For 2, if you have installed GPU driver and CUDA toolkit from apt-get or yum previously, you should have nvidia-peermem available under /lib/modules/. To install or load it, just perform modprobe nvidia-peermem and then do lsmod | grep nvidia_peermem to confirm it is loaded.

For 4, this indicates you don’t have Mellanox OFED package on your node.

  • To download the drivers, please follow the instructions here
  • To install OFED, please follow the instructions here

For 4, could I install the driver and OFED on docker? thanks

It needs to be installed on baremetal. Here are its HW and SW requirements: https://docs.nvidia.com/networking/display/mlnxofedv23102131lts/hardware+and+software+requirements

for 2, I have installed the GPU driver and CUDA toolkit( CUDA Toolkit 12.2 Downloads | NVIDIA Developer).

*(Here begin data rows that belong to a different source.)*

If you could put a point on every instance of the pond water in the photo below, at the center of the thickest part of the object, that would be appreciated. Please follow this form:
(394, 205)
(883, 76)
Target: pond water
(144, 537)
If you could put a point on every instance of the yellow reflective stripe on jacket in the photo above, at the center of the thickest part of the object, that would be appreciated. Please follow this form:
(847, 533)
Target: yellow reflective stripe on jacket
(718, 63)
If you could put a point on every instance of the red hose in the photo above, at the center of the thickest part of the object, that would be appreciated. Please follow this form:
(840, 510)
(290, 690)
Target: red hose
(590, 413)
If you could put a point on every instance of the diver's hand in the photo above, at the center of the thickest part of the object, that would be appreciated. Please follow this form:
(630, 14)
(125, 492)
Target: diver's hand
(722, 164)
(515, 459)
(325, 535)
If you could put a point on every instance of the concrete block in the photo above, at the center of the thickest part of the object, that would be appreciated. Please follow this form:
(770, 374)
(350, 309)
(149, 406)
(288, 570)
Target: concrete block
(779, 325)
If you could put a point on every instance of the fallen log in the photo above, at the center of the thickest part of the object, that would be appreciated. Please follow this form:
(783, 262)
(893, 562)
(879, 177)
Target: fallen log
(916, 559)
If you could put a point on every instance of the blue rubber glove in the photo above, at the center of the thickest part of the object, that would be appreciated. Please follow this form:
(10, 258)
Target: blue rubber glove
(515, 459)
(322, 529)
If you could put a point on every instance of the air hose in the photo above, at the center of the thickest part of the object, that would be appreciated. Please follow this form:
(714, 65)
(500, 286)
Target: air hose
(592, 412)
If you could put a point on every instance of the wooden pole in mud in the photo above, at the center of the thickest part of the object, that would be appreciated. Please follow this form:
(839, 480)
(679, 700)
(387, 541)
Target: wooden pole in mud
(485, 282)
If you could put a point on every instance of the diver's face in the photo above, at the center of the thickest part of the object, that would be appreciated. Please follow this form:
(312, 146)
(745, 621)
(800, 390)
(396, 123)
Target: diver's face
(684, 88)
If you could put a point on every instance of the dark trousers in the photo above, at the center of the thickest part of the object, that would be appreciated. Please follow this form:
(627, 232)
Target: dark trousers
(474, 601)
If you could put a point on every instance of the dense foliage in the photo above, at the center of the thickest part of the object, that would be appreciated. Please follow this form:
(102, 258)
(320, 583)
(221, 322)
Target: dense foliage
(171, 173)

Then i enter into the /lib/modules/

then perform modprobe nvidia-peermem , the output is modprobe: ERROR: could not insert 'nvidia_peermem': Operation not permitted,

The output of command sudo modprobe nvidia-peermem is modprobe: ERROR: could not insert 'nvidia_peermem': Invalid argument

modprobe: ERROR: could not insert ‘nvidia_peermem’: Invalid argument

  • Please share dmesg -T output when you are run this command to understand this error better.
  • Please share the output of this command to confirm .ko exists:
    find /lib/modules -name "nvidia*.ko"

dmegs.log (1.1 MB)
the dmesg -T output is very long, so I share the log

for the find /lib/modules -name "nvidia*.ko", the output is None

but the path /lib/modules/4.18.0-372.32.1.el8_6.x86_64/extra
it has nvidia-drm.ko.xz nvidia.ko.xz nvidia-modeset.ko.xz nvidia-peermem.ko.xz nvidia-uvm.ko.xz

Hello,

At least one problem is detailed in this section of the GPUDirect RDMA documentation here under the note at the end of the section.

If you install the MOFED after the GPU driver, you will need to reinstall the GPU driver. That is why the nvidia-peermem module is failing to load for you.

if you are convenient, could you please provide a dockerfile so I can use the dockerfile to launch a docker
Unfortunately, we don’t have a docker file available for nvshmem today. Also, I don’t know that we plan to add installation of kernel modules into the container definition. FWICT, this is generally frowned upon due to the effects experienced outside the container and the maintainability issues related to kernel module versioning.

I can say that nvshmem containers including all of our non-kernel dependencies are actively under consideration for prioritization within our roadmap, but I can’t give a specific release at this time.